PARIS — Fragrance formulation might become more complex very soon.
The European Commission (EC) said Thursday it intends to prohibit the use of three ingredients in cosmetics products it judges highly allergenic.
These include HICC, atranol and chloroatranol, which the Scientific Committee on Consumer Safety (SCCS) deems unsafe.
And that’s not all.
“Twelve single chemicals and eight natural extracts were identified as substances of special concern, based on the number of persons with positive patch test results,” the EC stated. “It was suggested that the 12 chemicals, also when present in natural extracts, should be subject to concentration limits in the cosmetic product.”
The EC — which estimates between 1 percent and 3 percent of Europe’s population has a skin allergy to fragrance — is launching a public consultation as a next step to try and change the annexes to the existing cosmetics regulation. The last update on fragrance allergens took place in 2003.
On top of looking to ban HICC, atranol and chloroatranol from fragrances, the EC also wants additional allergens to be individually labeled on the packaging of cosmetics products — alongside the words “perfume” or “aroma.”
“Further scientific work is needed to define safe concentration limits of chemicals of special concern,” the commission said, adding its services are not proposing to ban any perfume.

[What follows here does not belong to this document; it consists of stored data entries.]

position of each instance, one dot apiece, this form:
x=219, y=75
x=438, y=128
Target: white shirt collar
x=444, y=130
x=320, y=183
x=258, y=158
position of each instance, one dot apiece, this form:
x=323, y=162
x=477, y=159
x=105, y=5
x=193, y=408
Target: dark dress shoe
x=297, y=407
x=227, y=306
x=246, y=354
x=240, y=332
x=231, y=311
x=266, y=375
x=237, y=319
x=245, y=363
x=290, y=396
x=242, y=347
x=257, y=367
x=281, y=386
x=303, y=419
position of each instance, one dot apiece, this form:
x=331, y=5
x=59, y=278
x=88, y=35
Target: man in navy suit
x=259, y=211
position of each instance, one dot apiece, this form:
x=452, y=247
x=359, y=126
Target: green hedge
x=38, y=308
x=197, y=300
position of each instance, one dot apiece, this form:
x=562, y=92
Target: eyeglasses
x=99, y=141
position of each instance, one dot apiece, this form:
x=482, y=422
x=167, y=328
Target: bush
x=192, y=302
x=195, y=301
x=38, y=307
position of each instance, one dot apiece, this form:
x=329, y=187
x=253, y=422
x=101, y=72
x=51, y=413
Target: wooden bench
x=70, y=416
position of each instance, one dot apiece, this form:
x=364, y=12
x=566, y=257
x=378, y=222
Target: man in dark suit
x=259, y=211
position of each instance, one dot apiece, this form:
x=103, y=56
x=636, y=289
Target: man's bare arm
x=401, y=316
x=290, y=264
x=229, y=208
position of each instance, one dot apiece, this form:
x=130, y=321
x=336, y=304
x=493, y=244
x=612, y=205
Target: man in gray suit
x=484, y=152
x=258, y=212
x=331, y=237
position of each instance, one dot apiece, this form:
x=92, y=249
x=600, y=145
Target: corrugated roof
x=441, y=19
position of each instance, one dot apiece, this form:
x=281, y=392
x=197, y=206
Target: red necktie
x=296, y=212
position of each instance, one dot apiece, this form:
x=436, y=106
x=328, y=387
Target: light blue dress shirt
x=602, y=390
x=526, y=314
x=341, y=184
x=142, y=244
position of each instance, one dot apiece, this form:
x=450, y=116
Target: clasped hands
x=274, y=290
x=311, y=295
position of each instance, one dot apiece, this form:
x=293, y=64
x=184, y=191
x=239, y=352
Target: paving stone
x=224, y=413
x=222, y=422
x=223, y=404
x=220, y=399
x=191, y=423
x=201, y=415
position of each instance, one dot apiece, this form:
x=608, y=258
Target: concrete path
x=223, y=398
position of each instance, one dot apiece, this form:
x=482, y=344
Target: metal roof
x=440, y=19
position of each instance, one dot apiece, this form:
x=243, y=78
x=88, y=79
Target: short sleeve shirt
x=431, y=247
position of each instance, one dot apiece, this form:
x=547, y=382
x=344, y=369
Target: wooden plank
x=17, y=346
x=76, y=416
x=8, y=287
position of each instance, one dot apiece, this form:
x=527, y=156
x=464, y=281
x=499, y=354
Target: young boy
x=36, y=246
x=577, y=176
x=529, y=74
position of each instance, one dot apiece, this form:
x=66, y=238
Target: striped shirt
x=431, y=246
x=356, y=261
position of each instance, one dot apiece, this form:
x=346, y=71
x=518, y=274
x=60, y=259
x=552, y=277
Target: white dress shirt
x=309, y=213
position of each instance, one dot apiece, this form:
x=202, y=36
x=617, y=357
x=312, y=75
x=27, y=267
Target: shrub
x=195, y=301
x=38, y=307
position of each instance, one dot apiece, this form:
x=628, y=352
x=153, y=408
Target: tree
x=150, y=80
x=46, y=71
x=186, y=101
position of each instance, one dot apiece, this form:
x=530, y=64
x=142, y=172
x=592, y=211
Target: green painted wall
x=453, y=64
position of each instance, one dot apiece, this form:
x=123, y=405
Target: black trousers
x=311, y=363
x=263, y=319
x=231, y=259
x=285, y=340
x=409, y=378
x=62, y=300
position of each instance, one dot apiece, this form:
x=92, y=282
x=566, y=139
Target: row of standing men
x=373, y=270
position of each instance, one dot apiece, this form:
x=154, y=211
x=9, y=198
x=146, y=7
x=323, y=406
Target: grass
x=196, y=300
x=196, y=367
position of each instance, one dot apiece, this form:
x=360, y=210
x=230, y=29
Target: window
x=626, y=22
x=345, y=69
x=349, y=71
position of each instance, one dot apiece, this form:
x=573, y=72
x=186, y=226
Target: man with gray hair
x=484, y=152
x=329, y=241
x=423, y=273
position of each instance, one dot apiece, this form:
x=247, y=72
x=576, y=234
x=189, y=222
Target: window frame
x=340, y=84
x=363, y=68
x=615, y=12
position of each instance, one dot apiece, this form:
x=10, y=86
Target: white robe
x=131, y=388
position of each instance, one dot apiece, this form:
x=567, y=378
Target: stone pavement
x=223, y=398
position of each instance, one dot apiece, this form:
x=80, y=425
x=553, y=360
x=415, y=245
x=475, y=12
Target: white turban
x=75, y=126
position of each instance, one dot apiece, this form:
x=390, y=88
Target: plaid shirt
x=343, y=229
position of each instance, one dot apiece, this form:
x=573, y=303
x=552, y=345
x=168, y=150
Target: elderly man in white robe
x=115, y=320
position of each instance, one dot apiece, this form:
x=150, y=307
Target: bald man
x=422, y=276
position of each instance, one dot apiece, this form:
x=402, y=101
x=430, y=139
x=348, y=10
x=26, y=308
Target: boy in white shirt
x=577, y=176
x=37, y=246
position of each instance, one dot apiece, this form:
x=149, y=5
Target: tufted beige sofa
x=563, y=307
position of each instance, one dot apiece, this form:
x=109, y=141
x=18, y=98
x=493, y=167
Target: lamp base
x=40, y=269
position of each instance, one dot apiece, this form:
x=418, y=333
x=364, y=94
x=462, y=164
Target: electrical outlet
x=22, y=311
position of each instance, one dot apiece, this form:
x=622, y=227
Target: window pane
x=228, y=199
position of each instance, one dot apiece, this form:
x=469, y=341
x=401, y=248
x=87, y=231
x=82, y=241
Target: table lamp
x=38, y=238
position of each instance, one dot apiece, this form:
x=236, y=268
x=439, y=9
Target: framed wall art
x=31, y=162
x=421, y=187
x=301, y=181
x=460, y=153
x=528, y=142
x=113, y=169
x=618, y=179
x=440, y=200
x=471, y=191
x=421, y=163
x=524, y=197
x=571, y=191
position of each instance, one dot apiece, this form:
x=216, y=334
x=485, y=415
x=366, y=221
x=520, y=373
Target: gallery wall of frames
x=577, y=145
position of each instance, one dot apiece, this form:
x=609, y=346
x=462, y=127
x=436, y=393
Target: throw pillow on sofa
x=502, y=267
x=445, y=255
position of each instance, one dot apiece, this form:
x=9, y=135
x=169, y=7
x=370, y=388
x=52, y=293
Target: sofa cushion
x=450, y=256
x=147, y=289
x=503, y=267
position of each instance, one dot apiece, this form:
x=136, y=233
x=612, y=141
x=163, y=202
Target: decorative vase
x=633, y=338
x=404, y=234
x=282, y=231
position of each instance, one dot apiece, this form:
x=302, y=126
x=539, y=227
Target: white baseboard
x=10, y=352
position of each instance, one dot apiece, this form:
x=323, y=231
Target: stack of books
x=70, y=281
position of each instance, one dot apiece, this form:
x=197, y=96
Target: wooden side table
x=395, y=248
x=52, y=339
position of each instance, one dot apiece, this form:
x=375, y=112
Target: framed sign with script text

What we propose is that three strong fragrance allergens which were found unsafe should be banned. If they are in a perfume, this perfume should be reformulated so that the banned allergen is replaced with another substance.”
Once the consultations are taken into account, the proposed changes will be voted on by member states in the committee on cosmetics. If the measures are approved, the European Parliament and Council have three months to exercise their right of scrutiny. Barring opposition, the changes’ formal adoption is expected at the end of this year or the beginning of 2015.